"There were services participating at certain times of the day, at certain days of the week, with different priority-level calls," Richmond explains. "We now have all 18 fire departments providing 24/7 response capability to certain priority-level calls at a minimum. Most have also agreed to cross jurisdictional boundaries. So for the first time, we have them thinking about mutual aid for emergency medical calls, not just for fire calls. That's going to have a tremendous impact."
Other innovations have included paramedic fly cars for increased response efficiency, and creating an associate's degree program for medics at the city's Spalding University. Response times have been cut. Protocols have been rewritten to more clearly delineate the duties of LMEMS personnel in things like hazmat and technical-rescue incidents. Medical changes are likely to come next.

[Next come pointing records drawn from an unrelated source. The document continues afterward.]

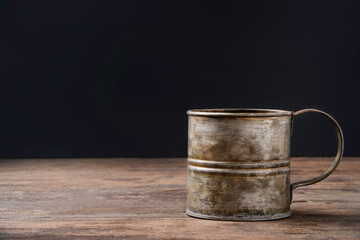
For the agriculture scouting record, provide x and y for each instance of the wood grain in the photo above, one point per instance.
(133, 198)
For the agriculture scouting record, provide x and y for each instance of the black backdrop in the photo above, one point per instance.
(115, 78)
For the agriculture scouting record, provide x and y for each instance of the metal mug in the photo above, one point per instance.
(239, 163)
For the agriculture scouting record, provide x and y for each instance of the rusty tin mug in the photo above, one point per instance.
(239, 163)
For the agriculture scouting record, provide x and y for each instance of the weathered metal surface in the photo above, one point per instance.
(239, 164)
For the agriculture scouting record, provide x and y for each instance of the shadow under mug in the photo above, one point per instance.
(239, 163)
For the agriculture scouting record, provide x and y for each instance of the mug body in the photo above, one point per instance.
(238, 164)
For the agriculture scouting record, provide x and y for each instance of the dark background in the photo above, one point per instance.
(115, 78)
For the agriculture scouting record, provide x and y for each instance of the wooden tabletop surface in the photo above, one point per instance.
(117, 198)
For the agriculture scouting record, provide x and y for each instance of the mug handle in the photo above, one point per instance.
(338, 155)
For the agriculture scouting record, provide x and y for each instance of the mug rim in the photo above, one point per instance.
(238, 112)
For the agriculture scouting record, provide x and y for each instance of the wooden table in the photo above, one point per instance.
(112, 198)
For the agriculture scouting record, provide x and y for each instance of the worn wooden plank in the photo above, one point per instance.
(145, 199)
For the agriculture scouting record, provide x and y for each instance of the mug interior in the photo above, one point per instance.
(239, 112)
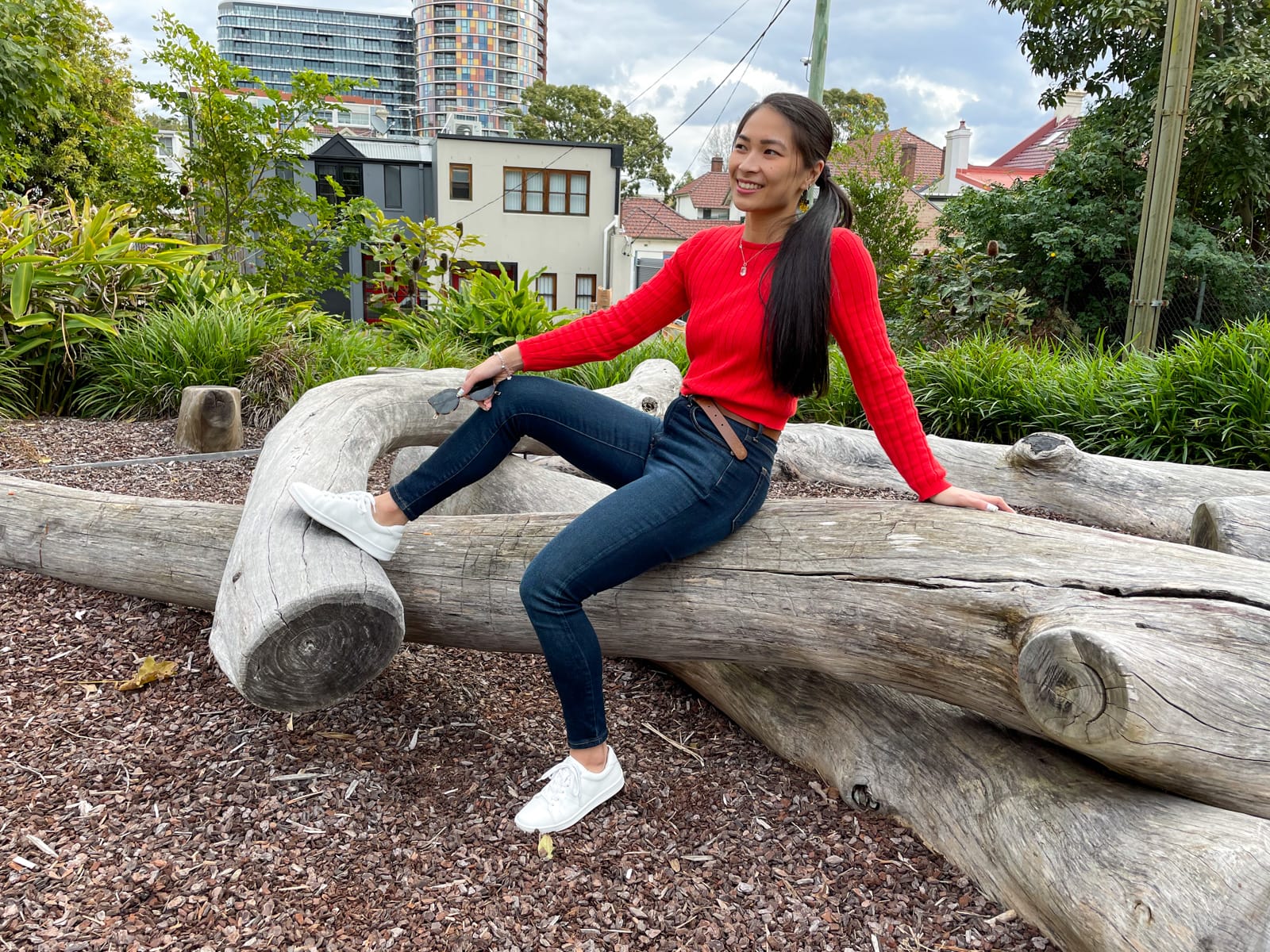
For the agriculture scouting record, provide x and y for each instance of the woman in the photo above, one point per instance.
(765, 298)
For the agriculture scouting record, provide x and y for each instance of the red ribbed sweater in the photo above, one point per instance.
(724, 340)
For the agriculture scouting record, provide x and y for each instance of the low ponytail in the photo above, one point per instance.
(797, 311)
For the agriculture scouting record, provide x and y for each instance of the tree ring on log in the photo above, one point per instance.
(323, 653)
(1075, 685)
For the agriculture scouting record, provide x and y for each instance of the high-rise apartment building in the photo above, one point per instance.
(475, 59)
(276, 41)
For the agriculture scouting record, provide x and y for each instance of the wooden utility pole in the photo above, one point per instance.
(1146, 298)
(819, 50)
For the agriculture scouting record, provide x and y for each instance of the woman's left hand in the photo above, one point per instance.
(969, 499)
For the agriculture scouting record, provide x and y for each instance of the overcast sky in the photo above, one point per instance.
(933, 63)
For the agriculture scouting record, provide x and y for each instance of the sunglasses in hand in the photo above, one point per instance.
(448, 400)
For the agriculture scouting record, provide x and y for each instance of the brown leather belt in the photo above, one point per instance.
(721, 416)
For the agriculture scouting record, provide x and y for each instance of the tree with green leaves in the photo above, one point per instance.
(584, 114)
(67, 124)
(855, 114)
(1073, 232)
(244, 165)
(1114, 48)
(873, 177)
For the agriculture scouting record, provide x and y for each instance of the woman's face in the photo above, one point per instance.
(766, 168)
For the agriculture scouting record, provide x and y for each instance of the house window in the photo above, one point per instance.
(460, 182)
(546, 192)
(584, 292)
(545, 287)
(348, 175)
(393, 187)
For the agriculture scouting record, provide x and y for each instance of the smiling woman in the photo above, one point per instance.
(764, 298)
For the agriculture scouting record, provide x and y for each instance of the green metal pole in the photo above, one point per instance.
(1178, 65)
(819, 50)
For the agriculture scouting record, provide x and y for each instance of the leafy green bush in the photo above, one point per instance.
(141, 371)
(606, 374)
(952, 294)
(70, 273)
(491, 310)
(1204, 401)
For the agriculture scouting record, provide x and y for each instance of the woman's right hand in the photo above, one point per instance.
(499, 366)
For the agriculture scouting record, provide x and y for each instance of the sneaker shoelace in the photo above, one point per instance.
(563, 784)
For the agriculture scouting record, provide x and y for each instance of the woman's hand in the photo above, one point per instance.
(499, 366)
(969, 499)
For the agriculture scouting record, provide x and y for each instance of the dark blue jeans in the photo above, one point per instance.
(679, 490)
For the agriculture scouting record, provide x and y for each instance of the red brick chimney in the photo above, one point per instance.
(908, 162)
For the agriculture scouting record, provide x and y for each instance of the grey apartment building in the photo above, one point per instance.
(276, 41)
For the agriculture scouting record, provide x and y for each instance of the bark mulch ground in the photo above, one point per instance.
(179, 816)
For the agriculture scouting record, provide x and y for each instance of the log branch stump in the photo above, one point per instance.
(210, 419)
(304, 617)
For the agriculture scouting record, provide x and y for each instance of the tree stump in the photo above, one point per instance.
(1235, 524)
(210, 419)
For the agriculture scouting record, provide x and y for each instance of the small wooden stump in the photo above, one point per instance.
(210, 419)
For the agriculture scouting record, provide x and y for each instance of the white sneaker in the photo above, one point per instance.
(572, 793)
(352, 516)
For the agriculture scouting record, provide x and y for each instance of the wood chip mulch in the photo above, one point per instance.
(179, 816)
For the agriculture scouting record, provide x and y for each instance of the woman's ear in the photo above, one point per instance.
(818, 169)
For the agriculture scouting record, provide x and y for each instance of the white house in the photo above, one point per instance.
(537, 206)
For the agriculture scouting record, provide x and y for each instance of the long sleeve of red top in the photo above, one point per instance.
(724, 340)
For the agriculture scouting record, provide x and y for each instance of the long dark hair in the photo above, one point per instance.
(797, 311)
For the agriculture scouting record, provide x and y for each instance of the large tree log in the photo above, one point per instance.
(1235, 524)
(1100, 865)
(1159, 666)
(1098, 862)
(1149, 499)
(304, 619)
(976, 793)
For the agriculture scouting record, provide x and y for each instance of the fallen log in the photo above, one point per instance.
(1235, 524)
(975, 793)
(1151, 499)
(1153, 659)
(1099, 863)
(304, 619)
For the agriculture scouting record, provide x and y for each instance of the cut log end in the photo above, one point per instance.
(319, 658)
(1075, 685)
(1051, 451)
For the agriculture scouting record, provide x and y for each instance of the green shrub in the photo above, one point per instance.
(952, 294)
(489, 310)
(606, 374)
(1206, 401)
(143, 370)
(69, 274)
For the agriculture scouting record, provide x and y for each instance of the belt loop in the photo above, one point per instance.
(725, 431)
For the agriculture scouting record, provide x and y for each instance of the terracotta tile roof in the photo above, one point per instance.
(709, 190)
(647, 217)
(927, 220)
(984, 177)
(1039, 149)
(930, 158)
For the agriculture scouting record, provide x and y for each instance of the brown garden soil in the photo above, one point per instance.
(179, 816)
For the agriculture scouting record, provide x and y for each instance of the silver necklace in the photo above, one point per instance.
(745, 263)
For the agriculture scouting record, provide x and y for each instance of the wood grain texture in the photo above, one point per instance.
(1099, 863)
(1233, 524)
(1151, 658)
(304, 617)
(1149, 499)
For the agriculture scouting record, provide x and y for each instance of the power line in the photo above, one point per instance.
(689, 54)
(660, 137)
(727, 103)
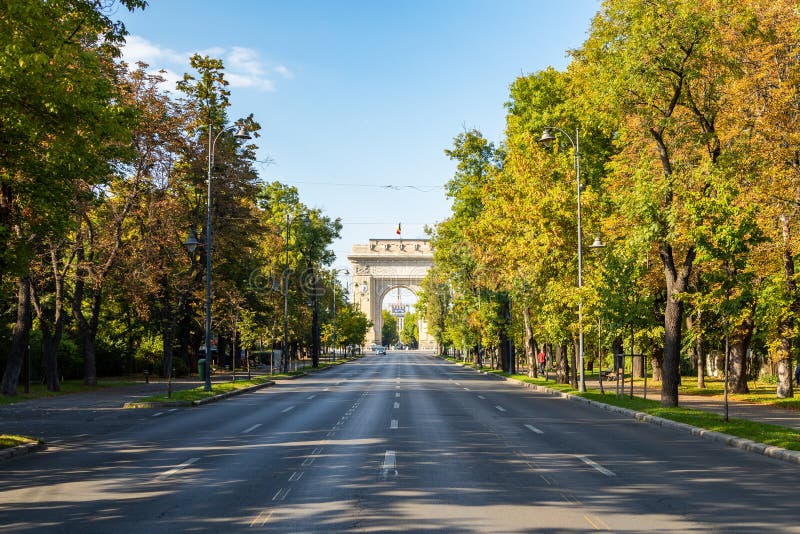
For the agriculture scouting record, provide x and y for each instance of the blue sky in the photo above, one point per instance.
(359, 99)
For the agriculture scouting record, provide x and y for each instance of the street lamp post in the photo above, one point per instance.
(285, 351)
(192, 242)
(547, 138)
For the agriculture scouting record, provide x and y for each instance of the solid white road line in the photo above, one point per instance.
(595, 465)
(177, 468)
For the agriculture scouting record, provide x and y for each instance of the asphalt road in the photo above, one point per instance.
(396, 443)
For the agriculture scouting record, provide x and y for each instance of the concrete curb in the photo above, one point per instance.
(21, 450)
(221, 396)
(232, 393)
(779, 453)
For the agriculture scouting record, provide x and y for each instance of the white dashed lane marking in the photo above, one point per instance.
(177, 468)
(595, 465)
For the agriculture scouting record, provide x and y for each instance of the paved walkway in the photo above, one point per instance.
(736, 409)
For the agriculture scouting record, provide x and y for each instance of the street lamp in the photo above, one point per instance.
(192, 242)
(333, 280)
(285, 351)
(546, 139)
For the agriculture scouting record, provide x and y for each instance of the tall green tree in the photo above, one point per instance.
(62, 128)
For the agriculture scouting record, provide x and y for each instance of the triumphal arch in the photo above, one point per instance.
(383, 265)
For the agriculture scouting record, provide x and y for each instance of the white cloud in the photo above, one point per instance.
(244, 67)
(283, 71)
(140, 49)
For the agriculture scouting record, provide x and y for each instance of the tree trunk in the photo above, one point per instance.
(656, 361)
(315, 327)
(573, 359)
(530, 342)
(562, 364)
(786, 324)
(740, 342)
(699, 351)
(673, 321)
(505, 346)
(167, 333)
(20, 338)
(51, 321)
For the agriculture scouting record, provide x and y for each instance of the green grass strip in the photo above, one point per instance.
(774, 435)
(39, 391)
(11, 440)
(217, 388)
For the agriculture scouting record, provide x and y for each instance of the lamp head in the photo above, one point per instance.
(191, 242)
(547, 137)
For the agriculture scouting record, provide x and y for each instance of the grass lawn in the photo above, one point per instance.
(218, 388)
(762, 433)
(67, 387)
(10, 440)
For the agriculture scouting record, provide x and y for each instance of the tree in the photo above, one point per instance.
(410, 334)
(389, 333)
(62, 127)
(659, 67)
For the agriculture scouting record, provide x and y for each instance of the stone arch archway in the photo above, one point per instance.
(383, 265)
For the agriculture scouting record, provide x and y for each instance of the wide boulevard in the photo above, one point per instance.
(401, 442)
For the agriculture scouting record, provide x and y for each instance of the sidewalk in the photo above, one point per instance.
(759, 413)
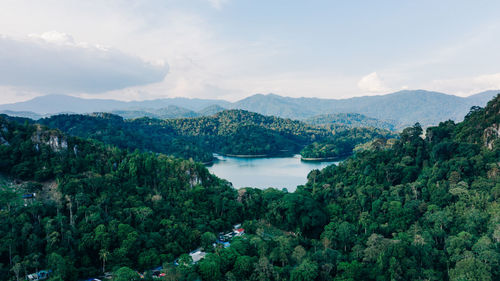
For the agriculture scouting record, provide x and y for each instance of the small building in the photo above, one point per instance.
(29, 196)
(197, 255)
(239, 232)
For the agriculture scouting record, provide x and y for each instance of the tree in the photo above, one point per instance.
(207, 240)
(125, 274)
(104, 255)
(307, 270)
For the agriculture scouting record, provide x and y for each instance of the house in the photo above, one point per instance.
(29, 196)
(197, 255)
(239, 232)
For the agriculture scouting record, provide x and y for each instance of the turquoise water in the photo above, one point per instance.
(280, 172)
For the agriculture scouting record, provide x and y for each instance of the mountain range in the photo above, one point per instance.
(401, 108)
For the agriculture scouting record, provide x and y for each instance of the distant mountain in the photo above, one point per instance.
(351, 120)
(405, 107)
(52, 104)
(26, 114)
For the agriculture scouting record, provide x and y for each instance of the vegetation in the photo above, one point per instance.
(342, 142)
(139, 134)
(233, 132)
(420, 209)
(99, 207)
(351, 120)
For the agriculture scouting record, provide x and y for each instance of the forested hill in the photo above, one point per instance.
(423, 209)
(427, 209)
(129, 134)
(235, 132)
(93, 207)
(405, 107)
(351, 120)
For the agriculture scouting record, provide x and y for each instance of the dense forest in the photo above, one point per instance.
(419, 209)
(232, 132)
(351, 120)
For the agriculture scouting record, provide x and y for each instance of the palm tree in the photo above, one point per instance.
(104, 254)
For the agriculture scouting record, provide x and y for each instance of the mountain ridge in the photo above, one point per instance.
(406, 107)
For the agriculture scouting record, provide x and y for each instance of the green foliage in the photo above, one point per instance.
(422, 209)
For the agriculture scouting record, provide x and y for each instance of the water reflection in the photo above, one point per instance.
(282, 172)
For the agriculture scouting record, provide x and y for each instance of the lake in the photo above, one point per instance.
(277, 172)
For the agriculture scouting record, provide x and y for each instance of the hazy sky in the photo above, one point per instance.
(140, 49)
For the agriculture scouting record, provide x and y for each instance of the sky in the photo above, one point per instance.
(231, 49)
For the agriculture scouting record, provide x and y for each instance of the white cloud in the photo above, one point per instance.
(218, 4)
(372, 83)
(467, 85)
(54, 63)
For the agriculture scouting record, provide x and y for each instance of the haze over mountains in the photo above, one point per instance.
(401, 108)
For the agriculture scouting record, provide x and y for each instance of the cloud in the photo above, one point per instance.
(372, 83)
(467, 85)
(54, 62)
(218, 3)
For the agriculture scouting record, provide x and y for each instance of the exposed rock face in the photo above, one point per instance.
(53, 139)
(490, 135)
(3, 130)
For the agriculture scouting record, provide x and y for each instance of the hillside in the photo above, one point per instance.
(404, 107)
(94, 207)
(351, 120)
(233, 132)
(423, 209)
(129, 134)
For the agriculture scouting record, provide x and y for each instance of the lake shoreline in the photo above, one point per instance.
(312, 159)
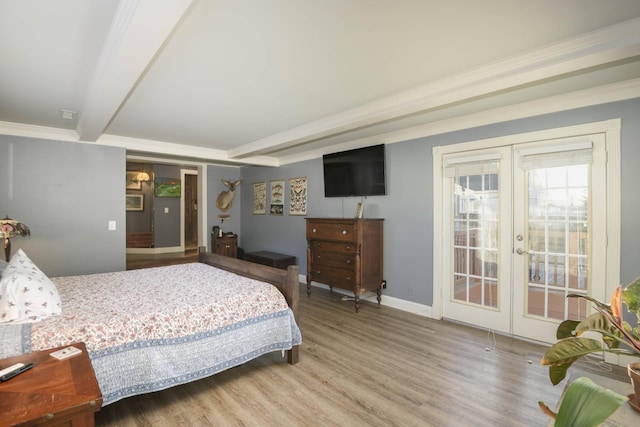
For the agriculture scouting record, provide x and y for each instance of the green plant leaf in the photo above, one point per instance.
(566, 351)
(566, 329)
(587, 404)
(631, 297)
(596, 322)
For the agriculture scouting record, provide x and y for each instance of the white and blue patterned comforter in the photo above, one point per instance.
(147, 330)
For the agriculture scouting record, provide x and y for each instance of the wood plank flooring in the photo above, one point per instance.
(380, 367)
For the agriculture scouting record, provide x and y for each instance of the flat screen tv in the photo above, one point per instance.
(359, 172)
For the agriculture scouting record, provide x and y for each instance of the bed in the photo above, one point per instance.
(150, 329)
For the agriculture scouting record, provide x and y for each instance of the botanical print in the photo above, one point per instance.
(277, 197)
(259, 198)
(298, 201)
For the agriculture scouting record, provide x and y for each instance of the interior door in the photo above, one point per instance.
(190, 202)
(522, 231)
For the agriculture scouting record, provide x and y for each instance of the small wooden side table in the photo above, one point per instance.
(52, 393)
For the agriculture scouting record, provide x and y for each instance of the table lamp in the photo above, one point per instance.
(10, 228)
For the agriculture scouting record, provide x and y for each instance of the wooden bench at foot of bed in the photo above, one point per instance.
(286, 281)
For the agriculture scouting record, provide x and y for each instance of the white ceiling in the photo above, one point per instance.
(275, 81)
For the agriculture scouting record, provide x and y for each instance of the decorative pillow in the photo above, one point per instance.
(26, 294)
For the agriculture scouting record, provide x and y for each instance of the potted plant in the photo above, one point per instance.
(618, 336)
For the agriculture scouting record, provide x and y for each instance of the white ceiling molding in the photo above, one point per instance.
(139, 30)
(590, 50)
(182, 151)
(583, 98)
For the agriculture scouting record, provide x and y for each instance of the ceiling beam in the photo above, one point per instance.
(601, 47)
(138, 31)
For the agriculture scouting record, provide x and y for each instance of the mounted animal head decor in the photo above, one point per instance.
(225, 198)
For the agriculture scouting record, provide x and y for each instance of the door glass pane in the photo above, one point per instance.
(475, 266)
(558, 246)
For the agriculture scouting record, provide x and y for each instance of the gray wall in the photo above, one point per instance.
(166, 211)
(408, 207)
(66, 193)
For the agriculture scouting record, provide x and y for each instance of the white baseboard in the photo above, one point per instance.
(400, 304)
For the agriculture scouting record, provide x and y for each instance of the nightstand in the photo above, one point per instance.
(52, 393)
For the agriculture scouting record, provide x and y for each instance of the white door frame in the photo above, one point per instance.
(611, 129)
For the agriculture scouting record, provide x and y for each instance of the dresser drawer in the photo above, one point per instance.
(323, 245)
(335, 259)
(335, 231)
(335, 277)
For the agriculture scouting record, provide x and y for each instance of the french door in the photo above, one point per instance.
(524, 225)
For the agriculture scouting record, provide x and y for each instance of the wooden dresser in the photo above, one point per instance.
(52, 393)
(345, 253)
(226, 245)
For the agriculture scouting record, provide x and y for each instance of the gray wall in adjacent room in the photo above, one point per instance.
(66, 193)
(166, 211)
(408, 207)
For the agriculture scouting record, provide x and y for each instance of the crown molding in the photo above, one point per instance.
(604, 94)
(593, 49)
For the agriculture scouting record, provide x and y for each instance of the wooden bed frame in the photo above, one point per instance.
(286, 281)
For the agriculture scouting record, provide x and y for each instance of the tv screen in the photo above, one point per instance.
(358, 172)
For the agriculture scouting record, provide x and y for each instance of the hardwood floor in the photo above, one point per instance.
(380, 367)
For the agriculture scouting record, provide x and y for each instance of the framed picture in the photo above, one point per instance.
(277, 197)
(167, 187)
(132, 182)
(298, 196)
(135, 202)
(259, 198)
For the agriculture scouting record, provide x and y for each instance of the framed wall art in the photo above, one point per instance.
(167, 187)
(259, 198)
(135, 202)
(276, 189)
(298, 196)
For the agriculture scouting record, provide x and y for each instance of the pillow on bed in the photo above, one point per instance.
(3, 264)
(26, 294)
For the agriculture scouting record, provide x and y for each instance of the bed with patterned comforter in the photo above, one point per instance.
(150, 329)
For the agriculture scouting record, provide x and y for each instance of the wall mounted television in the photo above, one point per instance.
(359, 172)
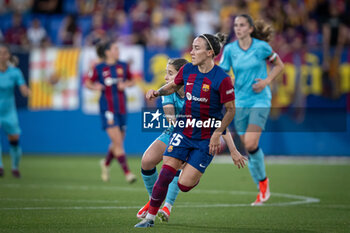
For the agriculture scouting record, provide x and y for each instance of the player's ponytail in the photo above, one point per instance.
(101, 48)
(13, 60)
(177, 63)
(215, 42)
(262, 30)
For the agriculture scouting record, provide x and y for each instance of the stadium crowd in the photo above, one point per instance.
(170, 23)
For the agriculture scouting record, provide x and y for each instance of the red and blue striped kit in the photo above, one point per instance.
(111, 100)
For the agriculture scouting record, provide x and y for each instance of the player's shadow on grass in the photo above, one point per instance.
(196, 228)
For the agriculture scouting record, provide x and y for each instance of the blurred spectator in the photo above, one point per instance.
(86, 7)
(69, 32)
(313, 37)
(140, 22)
(36, 33)
(334, 36)
(124, 28)
(109, 22)
(47, 6)
(98, 33)
(159, 34)
(204, 20)
(180, 32)
(16, 34)
(1, 36)
(21, 6)
(4, 6)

"We have a whole list of things we want to get to," Richmond says. "Now that the system's running, we can start to really take apart the protocols and introduce some things. It'd be really neat to pioneer some new approaches and use this as a testing ground for new technologies and skill enhancements, education and training."
With any large-scale EMS transition, there are bound to be bumps. But Richmond's boss is pleased with the first year's results. Says Louisville Metro mayor Jerry Abramson: "We have more EMS personnel than ever before. We have more ambulances than we had adding the old city and county departments together. We've added the fly cars, and this new paramedic program is just superb. We couldn't be happier."
A Statistical Bounty
Serving as medical director for one major metropolitan area can be difficult. Try doing it for two.
As medical director for Oklahoma's Emergency Medical Services Authority (EMSA) and its Medical Control Board, that's John Sacra's job. His agency serves 1.1 million people in central and northeast Oklahoma, including both Tulsa and Oklahoma City.
"It makes things interesting," says Sacra, whose career in emergency medicine spans back more than 30 years. "I spend a lot of time in my car and videoconferencing, but it's rewarding. It gives us a great deal of economy of scale, as well as providing a lot of clinical data."
Data is important, and EMSA has a unique opportunity to collect it. Two major metro areas with the same protocols, same provider training and same quality assurance processes can yield a statistical bounty that might not be possible in other systems.
With a pre-EMS background in trauma systems, Sacra was well aware of the need for data and how useful it can be in evaluating what you do.
"I saw, in organizing resources for optimal trauma care, how some of the things we intuitively thought would make a difference, when you started really looking at the evidence, just didn't," Sacra says. "MAST trousers are a good example. There were a lot of things that fell by the wayside when you started to look at the evidence. And that's what intrigued me about getting into EMS: We've really not tapped into the public-health potential that emergency medical services have for the communities and citizens they serve. You really have to get into looking at the data in order to show that."
In the quest to make better use of the information available to it, EMSA began utilizing electronic patient-care reports and automatically reviewing all its runs. This provides a wealth of information that, in turn, feeds system improvements.
One example: a movement early in Sacra's tenure to put paramedics in all the region's fire stations to improve cardiac arrest survival rates.
"We studied our chain of survival and realized that our weak link wasn't advanced life support, it was time to first shock and bystander CPR," Sacra says. "If we'd just had a knee-jerk reaction and put more paramedics into the system, we'd have missed an opportunity to truly improve. And where we have improved our system now is getting more citizens trained in CPR and encouraging our medics to get to the scene faster with their defibrillators."
Back then, bystander CPR occurred in about 33% of witnessed arrests. Now the rate is around 50%.
Another initiative involved reorganizing the cities' trauma systems based on the types and rates of patients being seen. "We couldn't have done it," Sacra says, "if we didn't have the data."